Relation to Standards

Print

This 15th edition of the Ethnologue (2005) marked an important milestone in the development of the language identifiers, namely, their emergence as part of the draft international standard, ISO/DIS 639-3. (See History of the Ethnologue for a fuller discussion of the history of the language identifiers.) The aim of that standard is to enable the uniform identification of all known human languages in information systems. ISO 639-3 was devised to enable the uniform identification of all known languages in a wide range of applications, particularly including information systems. It provides as complete an enumeration of languages as possible, including living, extinct, ancient, and constructed languages, whether major or minor. The Ethnologue does not cover this entire scope; it seeks to catalog all known living languages, languages that have gone extinct since the inception of the Ethnologue (1950), and languages that have no native speakers but which are still in use as a second language in certain communities. Ancient, historical, and constructed languages that fall outside this scope are documented by Linguist List.

The most widely used standard for identifying languages in Internet documents (such as in HTTP headers or HTML metadata or in the XMLlang attribute) is RFC 4646 (formerly RFC 3066).

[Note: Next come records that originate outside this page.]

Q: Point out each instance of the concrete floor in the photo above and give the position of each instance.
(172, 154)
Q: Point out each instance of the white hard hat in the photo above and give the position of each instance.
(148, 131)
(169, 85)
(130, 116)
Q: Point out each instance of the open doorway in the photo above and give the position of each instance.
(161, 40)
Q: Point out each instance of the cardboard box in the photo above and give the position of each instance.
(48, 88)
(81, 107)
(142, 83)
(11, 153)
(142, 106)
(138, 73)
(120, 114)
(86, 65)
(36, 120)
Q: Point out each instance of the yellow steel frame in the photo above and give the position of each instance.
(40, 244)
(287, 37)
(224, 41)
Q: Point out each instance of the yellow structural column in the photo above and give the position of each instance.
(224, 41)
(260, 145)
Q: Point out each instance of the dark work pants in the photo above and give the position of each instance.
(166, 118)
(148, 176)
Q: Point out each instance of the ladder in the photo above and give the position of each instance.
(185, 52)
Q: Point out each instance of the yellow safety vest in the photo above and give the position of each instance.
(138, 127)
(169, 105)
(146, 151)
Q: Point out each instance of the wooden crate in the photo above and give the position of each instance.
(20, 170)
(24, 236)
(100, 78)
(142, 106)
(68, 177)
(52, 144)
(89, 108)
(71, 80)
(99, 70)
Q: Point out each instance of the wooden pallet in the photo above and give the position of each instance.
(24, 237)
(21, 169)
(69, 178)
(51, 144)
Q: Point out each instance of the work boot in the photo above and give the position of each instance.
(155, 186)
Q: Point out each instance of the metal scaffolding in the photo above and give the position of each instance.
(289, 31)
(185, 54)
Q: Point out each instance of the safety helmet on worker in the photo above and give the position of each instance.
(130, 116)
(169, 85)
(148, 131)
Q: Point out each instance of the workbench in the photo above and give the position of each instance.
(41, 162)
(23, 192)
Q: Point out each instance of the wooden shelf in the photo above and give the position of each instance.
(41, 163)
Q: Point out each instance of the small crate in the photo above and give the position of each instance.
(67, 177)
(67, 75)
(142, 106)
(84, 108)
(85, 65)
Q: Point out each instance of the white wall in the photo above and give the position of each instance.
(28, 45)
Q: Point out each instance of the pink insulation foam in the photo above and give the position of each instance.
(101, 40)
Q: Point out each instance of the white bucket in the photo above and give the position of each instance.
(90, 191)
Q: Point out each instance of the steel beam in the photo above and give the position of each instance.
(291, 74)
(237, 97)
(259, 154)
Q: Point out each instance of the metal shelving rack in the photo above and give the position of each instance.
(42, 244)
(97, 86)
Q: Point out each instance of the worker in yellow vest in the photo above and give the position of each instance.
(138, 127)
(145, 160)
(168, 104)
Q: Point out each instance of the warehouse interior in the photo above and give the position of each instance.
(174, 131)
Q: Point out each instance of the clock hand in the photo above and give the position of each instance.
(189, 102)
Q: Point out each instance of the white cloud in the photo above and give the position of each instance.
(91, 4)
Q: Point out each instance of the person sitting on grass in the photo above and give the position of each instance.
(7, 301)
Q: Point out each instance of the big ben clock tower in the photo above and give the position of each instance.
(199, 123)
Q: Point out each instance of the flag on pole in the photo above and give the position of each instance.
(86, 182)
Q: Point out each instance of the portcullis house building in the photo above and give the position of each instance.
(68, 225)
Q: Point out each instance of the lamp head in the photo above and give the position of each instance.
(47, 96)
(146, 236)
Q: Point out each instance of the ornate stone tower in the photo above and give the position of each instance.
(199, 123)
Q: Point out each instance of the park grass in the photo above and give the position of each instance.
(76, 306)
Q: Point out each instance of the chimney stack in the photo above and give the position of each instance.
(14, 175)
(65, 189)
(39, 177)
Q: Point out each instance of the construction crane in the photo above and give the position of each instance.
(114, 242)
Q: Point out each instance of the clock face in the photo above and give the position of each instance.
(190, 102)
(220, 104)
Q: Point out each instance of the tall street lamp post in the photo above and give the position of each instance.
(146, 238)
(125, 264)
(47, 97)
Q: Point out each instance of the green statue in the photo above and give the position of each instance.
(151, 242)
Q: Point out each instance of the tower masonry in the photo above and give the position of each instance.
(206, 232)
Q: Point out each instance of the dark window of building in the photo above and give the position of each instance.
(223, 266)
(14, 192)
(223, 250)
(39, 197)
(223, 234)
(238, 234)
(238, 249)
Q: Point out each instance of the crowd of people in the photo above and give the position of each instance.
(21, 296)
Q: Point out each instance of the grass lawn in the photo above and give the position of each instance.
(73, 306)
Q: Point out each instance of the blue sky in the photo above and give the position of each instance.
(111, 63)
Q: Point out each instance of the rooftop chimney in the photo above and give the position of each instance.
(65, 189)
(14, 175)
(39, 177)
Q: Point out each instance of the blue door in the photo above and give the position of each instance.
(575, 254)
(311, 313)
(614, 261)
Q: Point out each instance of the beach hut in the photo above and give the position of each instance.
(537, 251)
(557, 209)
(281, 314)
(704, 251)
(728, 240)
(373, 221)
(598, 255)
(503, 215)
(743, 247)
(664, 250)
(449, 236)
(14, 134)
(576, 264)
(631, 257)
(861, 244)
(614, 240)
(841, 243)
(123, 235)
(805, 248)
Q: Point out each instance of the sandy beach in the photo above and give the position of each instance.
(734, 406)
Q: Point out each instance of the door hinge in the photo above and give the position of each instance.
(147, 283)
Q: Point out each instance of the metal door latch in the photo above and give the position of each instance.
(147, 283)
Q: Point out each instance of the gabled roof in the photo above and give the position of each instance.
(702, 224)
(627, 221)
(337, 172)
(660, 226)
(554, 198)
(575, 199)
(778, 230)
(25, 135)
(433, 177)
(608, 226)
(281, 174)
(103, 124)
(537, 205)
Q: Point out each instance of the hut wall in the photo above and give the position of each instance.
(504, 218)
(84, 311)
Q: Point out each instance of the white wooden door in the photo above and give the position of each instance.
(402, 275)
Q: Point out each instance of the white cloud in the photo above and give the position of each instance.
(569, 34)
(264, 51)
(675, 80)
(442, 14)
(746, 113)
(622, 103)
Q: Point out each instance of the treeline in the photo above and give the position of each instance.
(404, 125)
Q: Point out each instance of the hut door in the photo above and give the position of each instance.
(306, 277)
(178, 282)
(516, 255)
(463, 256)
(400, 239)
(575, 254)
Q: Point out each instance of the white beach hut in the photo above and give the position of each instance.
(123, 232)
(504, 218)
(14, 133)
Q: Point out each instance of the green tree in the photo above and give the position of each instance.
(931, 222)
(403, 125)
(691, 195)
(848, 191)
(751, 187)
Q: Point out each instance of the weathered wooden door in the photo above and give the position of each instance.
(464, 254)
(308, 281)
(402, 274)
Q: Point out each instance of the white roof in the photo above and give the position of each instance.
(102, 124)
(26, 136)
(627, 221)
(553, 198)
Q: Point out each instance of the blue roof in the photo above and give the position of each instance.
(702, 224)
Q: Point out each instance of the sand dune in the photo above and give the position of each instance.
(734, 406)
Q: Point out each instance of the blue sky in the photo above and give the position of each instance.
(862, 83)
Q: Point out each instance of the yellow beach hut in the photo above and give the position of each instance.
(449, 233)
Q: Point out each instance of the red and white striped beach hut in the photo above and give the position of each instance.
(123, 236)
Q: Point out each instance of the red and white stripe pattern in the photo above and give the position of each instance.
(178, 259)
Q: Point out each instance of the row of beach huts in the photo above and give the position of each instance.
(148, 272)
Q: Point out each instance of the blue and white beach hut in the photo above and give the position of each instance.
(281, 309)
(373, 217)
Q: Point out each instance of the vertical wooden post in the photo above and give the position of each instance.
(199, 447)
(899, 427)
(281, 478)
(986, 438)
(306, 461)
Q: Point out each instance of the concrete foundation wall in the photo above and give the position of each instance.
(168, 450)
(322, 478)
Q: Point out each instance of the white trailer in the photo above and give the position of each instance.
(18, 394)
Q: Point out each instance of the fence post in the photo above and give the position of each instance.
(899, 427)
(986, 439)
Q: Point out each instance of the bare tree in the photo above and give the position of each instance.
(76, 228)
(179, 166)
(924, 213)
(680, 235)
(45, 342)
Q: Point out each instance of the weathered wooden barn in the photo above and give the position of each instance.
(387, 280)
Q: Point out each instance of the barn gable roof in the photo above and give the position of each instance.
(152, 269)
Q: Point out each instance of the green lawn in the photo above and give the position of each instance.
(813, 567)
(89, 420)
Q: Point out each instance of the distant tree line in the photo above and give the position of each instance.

In that standard, a three-letter identifier is interpreted as being a code from the ISO 639-2standard. RFC 4646 offers an extension mechanism of tags beginning with x- to handle custom codes for languages not covered in the standard. With the 14th edition of the Ethnologue, we recommended that an RFC 4646 compliant language tag be formed from an SIL three-letter language identifier as follows: x-sil-abc. The situation is now different since the identifiers used in the Ethnologue are a subset of the codes in ISO 639-3, which in turn includes the individual language codes of ISO 639-2 as a subset. We anticipate that the RFC will be revised when ISO 639-3 becomes fully adopted. In the meantime, using an ISO/DIS 639-3 code in a context where a 639-2 code is expected will not lead to misinterpretation, since:

  • If the code is found in the 639-2 code set, then it is in fact the same as that 639-2 code.
  • If the code is not found in the 639-2 code set, then it could be treated as an unknown language, or the 639-3 code set could be consulted to find its denotation.